Hi Chris,

Has this fix been pushed to all the different distribution repos? I'm still 
getting the issue (bridge registers, accessible to clients, then apparently 
disappears from registry after a few minutes) with bridges run on Ubuntu 9.04 
and Fedora 13, and trying to run Bridge3.py on an Ubuntu 10.10 box just hangs.

--Andrew


2010/10/14 Christoph Willing <c.will...@uq.edu.au<mailto:c.will...@uq.edu.au>>



   On 15/10/2010, at 1:23 PM, Thomas Uram wrote:



      This fix also addresses the problem where bridges are not removed from 
the registry. The RegistryPeer also uses the AGXMLRPCServer, and relies on the 
timeout for cleaning up bridges that have timed out. I haven't confirmed the 
fix in this case by testing, but it's clearly borne out in the code. I'll test 
it tomorrow.




   Tom,

   I just updated our registry machine and bridges are now being removed 
correctly. Looks like a good fix all round.

   I can't help thinking there are other bits of AG code that would benefit 
from a similar fix - the ftps server springs to mind (can't currently upload 
data to a venue on a server running with python2.6).



   chris




      On Oct 14, 2010, at 8:47 PM, Christoph Willing wrote:




         On 15/10/2010, at 6:10 AM, Thomas Uram wrote:



            This has been fixed. I replicated the problem with a Bridge running 
on Ubuntu Lucid, registered against the ANL bridge registry.

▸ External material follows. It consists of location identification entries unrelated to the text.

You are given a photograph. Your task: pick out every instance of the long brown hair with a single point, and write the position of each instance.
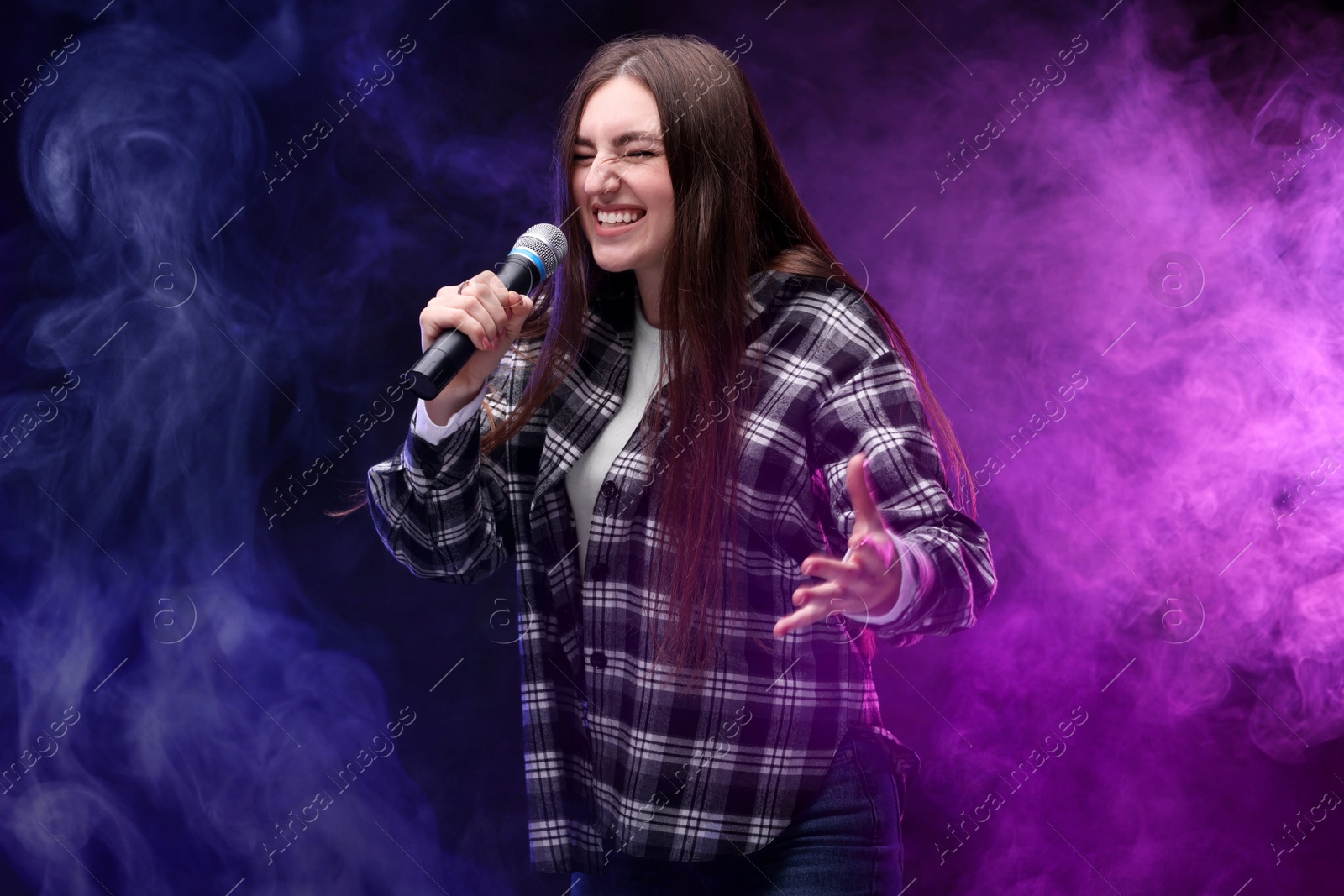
(736, 212)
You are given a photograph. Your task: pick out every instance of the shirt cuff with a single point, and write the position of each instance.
(432, 432)
(909, 584)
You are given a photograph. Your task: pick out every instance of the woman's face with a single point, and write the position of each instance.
(622, 172)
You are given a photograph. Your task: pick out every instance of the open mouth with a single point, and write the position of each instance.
(618, 221)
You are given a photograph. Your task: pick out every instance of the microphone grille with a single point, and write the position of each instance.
(549, 242)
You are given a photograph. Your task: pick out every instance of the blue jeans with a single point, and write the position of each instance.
(843, 841)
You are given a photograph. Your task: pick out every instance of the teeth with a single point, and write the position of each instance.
(618, 217)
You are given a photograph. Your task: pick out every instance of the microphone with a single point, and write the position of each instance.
(535, 255)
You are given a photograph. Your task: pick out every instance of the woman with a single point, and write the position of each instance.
(690, 422)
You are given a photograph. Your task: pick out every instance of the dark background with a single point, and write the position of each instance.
(1162, 566)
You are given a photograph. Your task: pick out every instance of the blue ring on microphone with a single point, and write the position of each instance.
(530, 255)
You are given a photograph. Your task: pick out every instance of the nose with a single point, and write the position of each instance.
(602, 177)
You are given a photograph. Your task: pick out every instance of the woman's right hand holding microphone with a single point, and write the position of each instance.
(491, 316)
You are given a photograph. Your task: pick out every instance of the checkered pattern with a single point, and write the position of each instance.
(618, 757)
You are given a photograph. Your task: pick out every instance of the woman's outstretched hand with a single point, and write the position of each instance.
(867, 579)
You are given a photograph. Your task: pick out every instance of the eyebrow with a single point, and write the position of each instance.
(628, 137)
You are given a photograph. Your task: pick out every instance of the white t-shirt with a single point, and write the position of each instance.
(591, 469)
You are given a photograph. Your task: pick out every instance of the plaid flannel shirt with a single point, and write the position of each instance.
(617, 755)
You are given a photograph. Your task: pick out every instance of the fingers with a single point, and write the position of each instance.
(842, 573)
(481, 308)
(440, 320)
(860, 496)
(810, 614)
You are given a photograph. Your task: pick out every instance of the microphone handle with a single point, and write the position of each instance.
(448, 355)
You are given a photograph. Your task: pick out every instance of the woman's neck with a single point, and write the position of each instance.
(651, 282)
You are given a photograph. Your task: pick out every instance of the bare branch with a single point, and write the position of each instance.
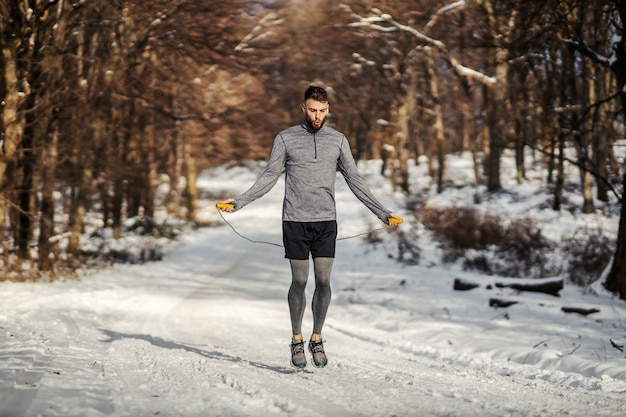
(584, 49)
(376, 23)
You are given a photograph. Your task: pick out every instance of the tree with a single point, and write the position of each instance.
(614, 58)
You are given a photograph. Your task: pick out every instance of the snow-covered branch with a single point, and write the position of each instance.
(257, 33)
(384, 22)
(583, 48)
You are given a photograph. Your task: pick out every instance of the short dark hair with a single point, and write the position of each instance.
(316, 93)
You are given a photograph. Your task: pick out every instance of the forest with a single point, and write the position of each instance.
(104, 101)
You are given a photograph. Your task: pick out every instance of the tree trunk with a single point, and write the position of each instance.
(560, 174)
(616, 279)
(438, 127)
(46, 223)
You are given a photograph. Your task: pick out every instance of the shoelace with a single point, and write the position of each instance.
(317, 346)
(297, 347)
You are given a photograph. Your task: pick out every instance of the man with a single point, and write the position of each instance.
(310, 153)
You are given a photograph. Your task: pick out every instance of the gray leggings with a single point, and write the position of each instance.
(321, 296)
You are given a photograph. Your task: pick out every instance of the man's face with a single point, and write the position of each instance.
(315, 113)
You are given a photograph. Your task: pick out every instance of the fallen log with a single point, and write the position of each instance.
(582, 311)
(497, 303)
(463, 285)
(547, 287)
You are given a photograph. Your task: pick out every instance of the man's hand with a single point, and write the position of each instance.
(394, 220)
(226, 205)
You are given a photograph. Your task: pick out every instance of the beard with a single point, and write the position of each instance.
(311, 123)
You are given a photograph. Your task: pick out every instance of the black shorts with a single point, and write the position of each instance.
(316, 238)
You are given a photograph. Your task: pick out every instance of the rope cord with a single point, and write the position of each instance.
(280, 246)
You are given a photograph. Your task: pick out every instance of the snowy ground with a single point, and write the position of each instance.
(205, 332)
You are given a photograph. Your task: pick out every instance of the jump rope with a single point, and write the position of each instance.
(219, 206)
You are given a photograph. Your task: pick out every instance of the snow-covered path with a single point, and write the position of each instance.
(205, 332)
(198, 334)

            This problem came down to a change in the request handling code in 
Python 2.6. The change added a handle_timeout method to 
SocketServer.BaseServer, which gets called instead of raising a socket.timeout 
exception. The bridge code was relying on this timeout exception to re-register 
with the registry. That functionality has now been moved to the handle_timeout 
method.

            The change has been committed to the AG code here:
            https://trac.ci.uchicago.edu/accessgrid/changeset/6820




         Thanks Tom,

         Local testing confirms the fix works and I've just uploaded patched AG 
packages for Ubuntu 10.10 & Slackware 13.1 to their respective repos. Patched 
packages for other Ubuntu & Slackware versions should appear during today.




            The relevant Python report is here:
            http://bugs.python.org/issue742598

            This does leave open the question of why the problem couldn't be 
replicated in test setups using Python 2.6, as more than one of us has done.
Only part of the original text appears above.